Traumatic brain injuries linked to depression
In the year after a traumatic brain injury, roughly half of survivors will likely experience a bout of clinical depression — a rate almost eight times higher than that found in the general population, a study published Tuesday in the Journal of the American Medical Assn. has found.
And those whose head trauma was followed by depression reported significantly more pain, greater mobility problems and more difficulty carrying out their usual responsibilities than those who were not plagued by post-injury depression.
Traumatic brain injury, or TBI, is sometimes called concussion. An estimated 1.5 million Americans yearly sustain such a brain injury, often marked by subtle symptoms — including personality changes, problems of memory and concentration, headaches and mood disturbances. For most, the effects of a head trauma will clear within a year. But many have more lasting effects. For at least 80,000 people a year, major disability will persist.
The 559 participants in this study had all come to a trauma center in the Seattle area with head injuries, signs of brain trauma that could be detected by a CT scan and at least a few complications — including loss of consciousness or disorientation. Over the next six months, and then again at eight, 10 and 12 months after each participant’s injury, researchers conducted a detailed telephone interview to gauge his or her mood and ability to function.
The researchers, from the University of Washington, said the result probably yielded a conservative picture of how many suffered from depression.
David Hovda, a neurobiologist at the UCLA Brain Injury Research Center, said the study made clear what clinicians had long suspected: “Major depressive disorder can have severe consequences for recovery from TBI.”
But the study didn’t explore some important distinctions, said Hovda, who was not involved in the research.
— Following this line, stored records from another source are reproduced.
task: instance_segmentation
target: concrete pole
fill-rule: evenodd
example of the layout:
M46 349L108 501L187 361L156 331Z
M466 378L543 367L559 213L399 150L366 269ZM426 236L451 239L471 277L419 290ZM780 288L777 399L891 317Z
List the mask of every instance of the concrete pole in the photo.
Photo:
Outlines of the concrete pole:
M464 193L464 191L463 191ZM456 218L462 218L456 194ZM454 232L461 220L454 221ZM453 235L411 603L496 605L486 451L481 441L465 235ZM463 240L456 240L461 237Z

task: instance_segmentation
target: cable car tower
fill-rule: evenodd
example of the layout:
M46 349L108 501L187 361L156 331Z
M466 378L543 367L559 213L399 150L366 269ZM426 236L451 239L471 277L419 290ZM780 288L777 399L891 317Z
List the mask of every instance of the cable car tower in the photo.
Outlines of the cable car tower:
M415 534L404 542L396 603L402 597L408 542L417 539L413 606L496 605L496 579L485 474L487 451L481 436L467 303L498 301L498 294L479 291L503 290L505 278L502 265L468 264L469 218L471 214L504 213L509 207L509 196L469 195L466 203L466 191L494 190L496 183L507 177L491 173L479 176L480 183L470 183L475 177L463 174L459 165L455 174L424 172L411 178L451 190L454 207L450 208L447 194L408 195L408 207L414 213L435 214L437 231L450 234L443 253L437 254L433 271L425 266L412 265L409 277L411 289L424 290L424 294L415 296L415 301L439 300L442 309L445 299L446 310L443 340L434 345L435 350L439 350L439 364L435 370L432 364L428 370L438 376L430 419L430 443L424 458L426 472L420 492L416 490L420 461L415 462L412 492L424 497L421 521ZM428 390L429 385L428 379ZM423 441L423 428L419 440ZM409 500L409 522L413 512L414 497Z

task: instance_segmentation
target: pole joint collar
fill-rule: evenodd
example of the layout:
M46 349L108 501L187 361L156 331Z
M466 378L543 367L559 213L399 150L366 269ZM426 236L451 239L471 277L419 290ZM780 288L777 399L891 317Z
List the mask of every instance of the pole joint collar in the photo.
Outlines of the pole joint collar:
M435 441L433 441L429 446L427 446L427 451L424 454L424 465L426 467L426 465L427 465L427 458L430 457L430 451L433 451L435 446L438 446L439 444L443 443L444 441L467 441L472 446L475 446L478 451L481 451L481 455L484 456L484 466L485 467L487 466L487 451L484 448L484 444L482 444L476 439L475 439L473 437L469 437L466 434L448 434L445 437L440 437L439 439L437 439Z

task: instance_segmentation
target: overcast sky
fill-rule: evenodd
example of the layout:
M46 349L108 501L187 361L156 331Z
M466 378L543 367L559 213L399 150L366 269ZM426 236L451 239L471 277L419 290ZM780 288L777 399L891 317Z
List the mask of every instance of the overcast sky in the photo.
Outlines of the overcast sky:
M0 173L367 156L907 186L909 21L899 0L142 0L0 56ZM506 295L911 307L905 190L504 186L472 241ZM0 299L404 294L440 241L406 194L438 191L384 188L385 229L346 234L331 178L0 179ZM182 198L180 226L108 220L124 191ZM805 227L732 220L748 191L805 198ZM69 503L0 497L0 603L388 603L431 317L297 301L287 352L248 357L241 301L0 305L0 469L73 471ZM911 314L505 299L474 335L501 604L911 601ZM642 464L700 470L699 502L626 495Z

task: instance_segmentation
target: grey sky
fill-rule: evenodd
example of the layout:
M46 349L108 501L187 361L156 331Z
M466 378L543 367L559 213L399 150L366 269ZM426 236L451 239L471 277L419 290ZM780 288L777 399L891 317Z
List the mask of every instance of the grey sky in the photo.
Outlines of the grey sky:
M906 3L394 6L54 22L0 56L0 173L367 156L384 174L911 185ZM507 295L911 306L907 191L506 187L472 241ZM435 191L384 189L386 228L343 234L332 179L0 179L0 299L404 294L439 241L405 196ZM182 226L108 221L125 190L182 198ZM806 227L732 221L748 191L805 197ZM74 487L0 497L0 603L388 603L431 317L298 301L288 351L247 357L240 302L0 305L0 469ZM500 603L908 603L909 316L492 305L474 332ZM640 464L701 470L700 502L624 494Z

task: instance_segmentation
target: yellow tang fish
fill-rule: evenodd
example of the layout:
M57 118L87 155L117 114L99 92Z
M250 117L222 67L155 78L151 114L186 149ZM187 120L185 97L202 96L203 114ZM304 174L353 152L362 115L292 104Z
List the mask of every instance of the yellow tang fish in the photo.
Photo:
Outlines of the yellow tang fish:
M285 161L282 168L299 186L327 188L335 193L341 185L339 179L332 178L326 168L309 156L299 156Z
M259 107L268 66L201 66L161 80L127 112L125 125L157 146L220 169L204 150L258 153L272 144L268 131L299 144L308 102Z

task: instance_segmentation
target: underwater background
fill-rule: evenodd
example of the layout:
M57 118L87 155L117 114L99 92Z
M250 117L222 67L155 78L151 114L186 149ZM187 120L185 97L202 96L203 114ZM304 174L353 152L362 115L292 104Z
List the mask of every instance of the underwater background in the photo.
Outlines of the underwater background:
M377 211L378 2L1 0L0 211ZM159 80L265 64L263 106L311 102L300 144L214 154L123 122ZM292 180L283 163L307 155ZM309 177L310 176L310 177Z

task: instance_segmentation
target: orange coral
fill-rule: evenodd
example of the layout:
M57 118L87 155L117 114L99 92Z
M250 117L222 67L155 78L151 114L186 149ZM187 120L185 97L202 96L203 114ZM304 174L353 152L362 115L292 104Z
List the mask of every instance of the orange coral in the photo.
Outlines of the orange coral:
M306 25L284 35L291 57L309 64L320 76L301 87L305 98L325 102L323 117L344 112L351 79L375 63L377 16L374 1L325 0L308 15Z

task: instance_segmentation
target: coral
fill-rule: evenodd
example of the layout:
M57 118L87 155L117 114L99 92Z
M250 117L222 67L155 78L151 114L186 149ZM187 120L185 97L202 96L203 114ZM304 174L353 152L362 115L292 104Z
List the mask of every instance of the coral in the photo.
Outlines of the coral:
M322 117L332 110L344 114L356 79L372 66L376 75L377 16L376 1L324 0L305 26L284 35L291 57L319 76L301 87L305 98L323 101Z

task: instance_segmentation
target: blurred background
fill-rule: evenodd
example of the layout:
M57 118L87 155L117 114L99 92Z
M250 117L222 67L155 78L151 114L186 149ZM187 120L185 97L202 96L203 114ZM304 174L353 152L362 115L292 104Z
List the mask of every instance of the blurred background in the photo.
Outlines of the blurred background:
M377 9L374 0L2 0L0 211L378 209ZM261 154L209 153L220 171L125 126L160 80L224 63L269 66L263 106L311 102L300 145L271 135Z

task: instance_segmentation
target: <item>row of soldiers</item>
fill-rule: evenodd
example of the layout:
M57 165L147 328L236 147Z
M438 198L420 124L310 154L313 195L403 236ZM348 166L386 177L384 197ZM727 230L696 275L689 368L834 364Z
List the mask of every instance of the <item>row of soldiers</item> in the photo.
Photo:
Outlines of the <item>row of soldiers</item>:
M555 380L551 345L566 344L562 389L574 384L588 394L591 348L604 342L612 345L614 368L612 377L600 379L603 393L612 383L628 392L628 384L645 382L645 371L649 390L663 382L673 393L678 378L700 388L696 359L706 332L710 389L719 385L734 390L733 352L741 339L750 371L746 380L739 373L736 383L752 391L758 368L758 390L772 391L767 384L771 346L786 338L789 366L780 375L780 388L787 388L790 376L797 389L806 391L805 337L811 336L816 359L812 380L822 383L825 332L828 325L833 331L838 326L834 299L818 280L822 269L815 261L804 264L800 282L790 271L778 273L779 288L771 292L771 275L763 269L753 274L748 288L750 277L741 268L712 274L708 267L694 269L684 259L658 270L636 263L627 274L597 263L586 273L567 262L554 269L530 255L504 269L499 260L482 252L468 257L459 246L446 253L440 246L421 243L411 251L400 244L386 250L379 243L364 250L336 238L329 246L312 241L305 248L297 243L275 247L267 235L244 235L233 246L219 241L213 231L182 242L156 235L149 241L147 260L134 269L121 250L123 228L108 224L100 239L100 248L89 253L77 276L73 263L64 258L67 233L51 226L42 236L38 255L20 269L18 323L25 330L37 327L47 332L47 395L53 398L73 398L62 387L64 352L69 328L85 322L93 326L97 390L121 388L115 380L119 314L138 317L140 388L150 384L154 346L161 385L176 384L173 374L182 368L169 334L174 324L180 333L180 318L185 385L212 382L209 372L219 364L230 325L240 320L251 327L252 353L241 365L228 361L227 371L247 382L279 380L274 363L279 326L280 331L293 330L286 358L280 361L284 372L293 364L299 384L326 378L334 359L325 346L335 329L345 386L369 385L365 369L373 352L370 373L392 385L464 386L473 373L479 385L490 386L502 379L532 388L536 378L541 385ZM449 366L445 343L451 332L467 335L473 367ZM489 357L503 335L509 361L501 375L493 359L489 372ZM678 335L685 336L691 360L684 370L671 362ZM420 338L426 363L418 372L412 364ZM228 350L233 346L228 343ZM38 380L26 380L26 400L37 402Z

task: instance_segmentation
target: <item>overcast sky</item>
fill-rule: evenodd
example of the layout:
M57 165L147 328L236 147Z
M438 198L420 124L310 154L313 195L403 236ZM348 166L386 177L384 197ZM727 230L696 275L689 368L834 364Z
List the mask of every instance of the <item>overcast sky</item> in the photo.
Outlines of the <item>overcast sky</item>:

Among those distinctions are whether repeated concussions, like those suffered by some U.S. troops and athletes, might make depression more likely than with a single, severe brain trauma.
The study included participants whose injuries ranged widely in severity. But the measures that physicians use to diagnose the severity of brain injury were not very good predictors of whether a survivor would go on to suffer depression. The grievously injured had slightly higher rates of depression, yet those thought to have had relatively mild or moderate injuries were nearly as likely as those with the most serious brain traumas to suffer subsequent depression.
Brain-injury survivors who were depressed near or at the time of their accidents, who had suffered post-traumatic stress disorder or had any other past psychiatric diagnosis, and those who were intoxicated on cocaine or methamphetamine had far higher rates of post-injury depression.
And victims were more likely to report depressive symptoms after their injury if they fit any of the following categories: they were African American, had not completed high school or their injury was caused by violence (as opposed to a vehicular crash, fall or recreational injury). Also, those who were engaged in litigation associated with their injury were more likely to be depressed (65.5% versus 52.2%) than those who were not.